Le 16 janvier 1985, alors que de violentes émeutes anti-antidépendantistes ont conduit le gouvernement à déclarer l’état d’urgence en Nouvelle-Calédonie, François Mitterrand est interviewé par une équipe d’Antenne 2 en direct depuis l’Elysée. Le chef de l’Etat laisse poindre son inquiétude sur la situation. « Est-ce que vous iriez jusqu’à aller en Nouvelle-Calédonie ? », l’interroge la journaliste Christine Ockrent. « Mais oui Madame, j’irai en Nouvelle-Calédonie, répond le président, à la surprise générale.
– Peut-on savoir quand ?
– Demain.
– Demain jeudi ?
– Demain jeudi. »
Près de quarante ans plus tard, Emmanuel Macron rejoue de manière subliminale la même scène.

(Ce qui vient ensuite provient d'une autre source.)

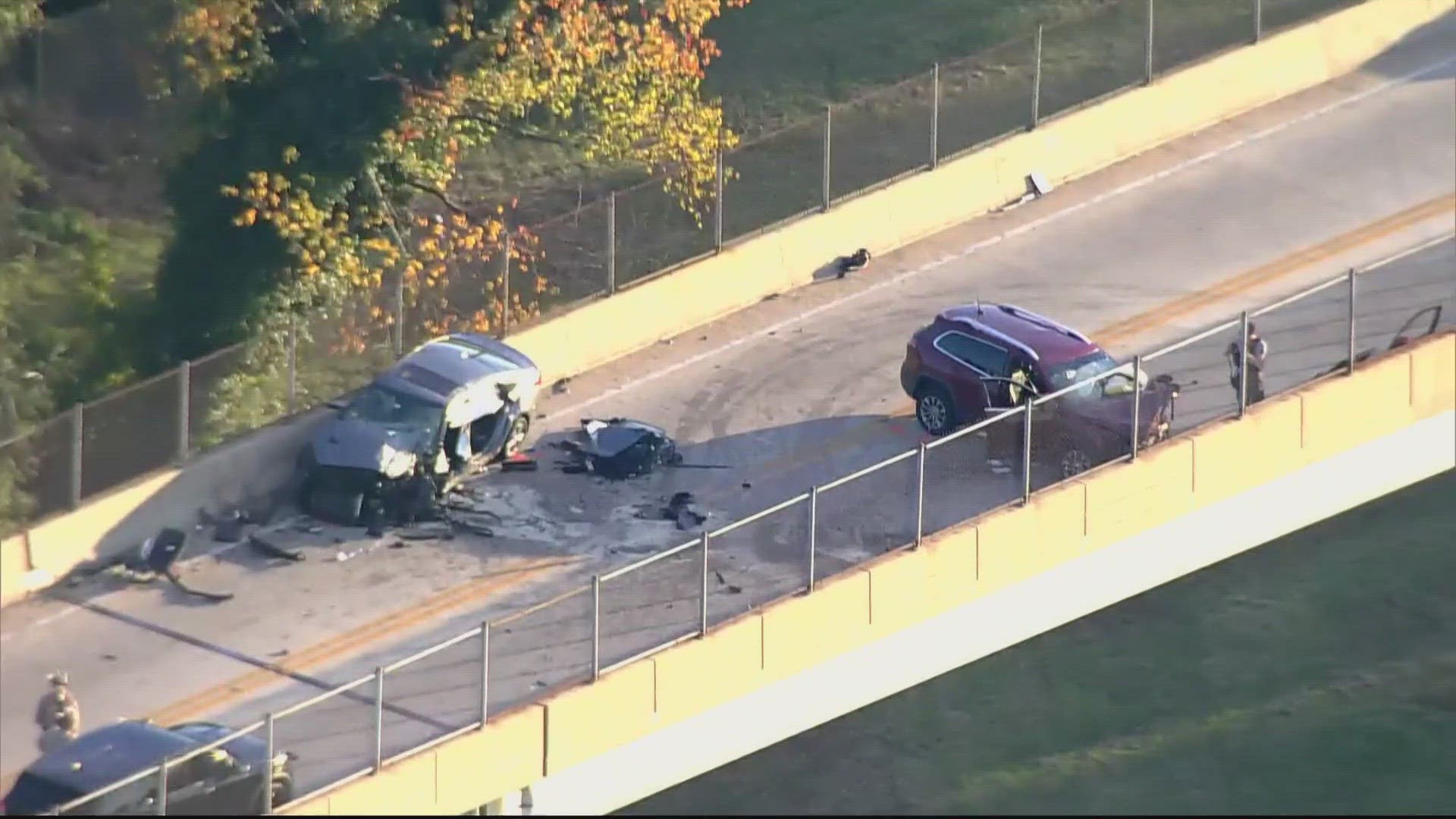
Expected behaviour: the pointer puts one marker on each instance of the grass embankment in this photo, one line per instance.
(1312, 675)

Il s’est envolé dans la soirée du mardi 21 mai pour Nouméa, huit jours après le début d’émeutes sur l’archipel, où six personnes ont perdu la vie et où l’état d’urgence a été décrété le 15 mai. L’annonce a été faite à l’issue du conseil des ministres, à la mi-journée, par la porte-parole du gouvernement, Prisca Thévenot.
Si l’effet de surprise est comparable à celui obtenu par son prédécesseur socialiste, cette visite a été, selon les sources du Monde, largement improvisée. Ainsi le président du gouvernement calédonien, Louis Mapou, a-t-il appris la nouvelle par la presse, à l’issue du conseil des ministres. Tout comme l’ensemble des élus locaux.

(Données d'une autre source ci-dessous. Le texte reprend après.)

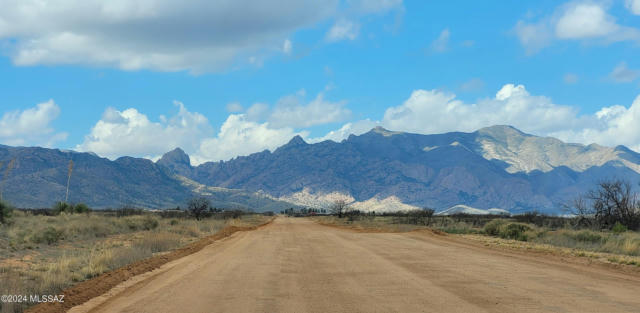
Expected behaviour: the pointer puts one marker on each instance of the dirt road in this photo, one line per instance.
(295, 265)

Le chef de l’Etat se rend en Nouvelle-Calédonie alors que « le retour de l’ordre républicain » qu’il appelait de ses vœux la semaine dernière est loin d’être constaté. Selon l’Agence France-Presse (AFP), Nouméa était toujours, durant la nuit de mardi à mercredi, le théâtre d’affrontements localisés, et les barrages se sont même étoffés ou ont été reconstitués par endroits. Plusieurs témoins ont fait état d’importantes détonations et d’affrontements. « L’île la plus proche du paradis est devenue l’île la plus proche de l’enfer », a soutenu, dimanche matin, Mgr Calvet, archevêque de Nouméa, dans son homélie de la Pentecôte. Le retour au calme « se poursuit sur l’ensemble du territoire », décrivait néanmoins, mardi, le représentant de l’Etat, Louis Le Franc.

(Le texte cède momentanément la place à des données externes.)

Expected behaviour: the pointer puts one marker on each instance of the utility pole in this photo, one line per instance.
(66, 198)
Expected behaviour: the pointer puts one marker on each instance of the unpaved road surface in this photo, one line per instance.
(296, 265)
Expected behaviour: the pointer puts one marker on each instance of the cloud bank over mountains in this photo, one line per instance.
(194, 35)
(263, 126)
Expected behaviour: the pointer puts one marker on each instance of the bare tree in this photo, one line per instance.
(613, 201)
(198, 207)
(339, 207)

Un « petit accord » qui a volé en éclats
Emmanuel Macron, accompagné des ministres Gérald Darmanin (intérieur), Sébastien Lecornu (défense) et Marie Guévenoux (outre-mer), passera la journée de jeudi sur place. Il s’agira de « renouer le fil du dialogue » politique et d’« anticiper la reconstruction » économique, a résumé, mardi, le premier ministre, Gabriel Attal, devant l’Assemblée nationale.
Empêtré dans le dossier néo-calédonien, président de la République s’est convaincu ces derniers jours qu’il n’aurait pas la majorité des trois cinquièmes au Congrès de Versailles sur le projet de loi constitutionnelle qui a mis le feu aux poudres sur le Caillou. La crise à Nouméa, le changement de pied du Rassemblement national (RN) – qui se dit désormais favorable à un référendum sur l’autodétermination – ainsi que les déchirements de la majorité ont pesé sur sa décision de prendre en main toute l’affaire.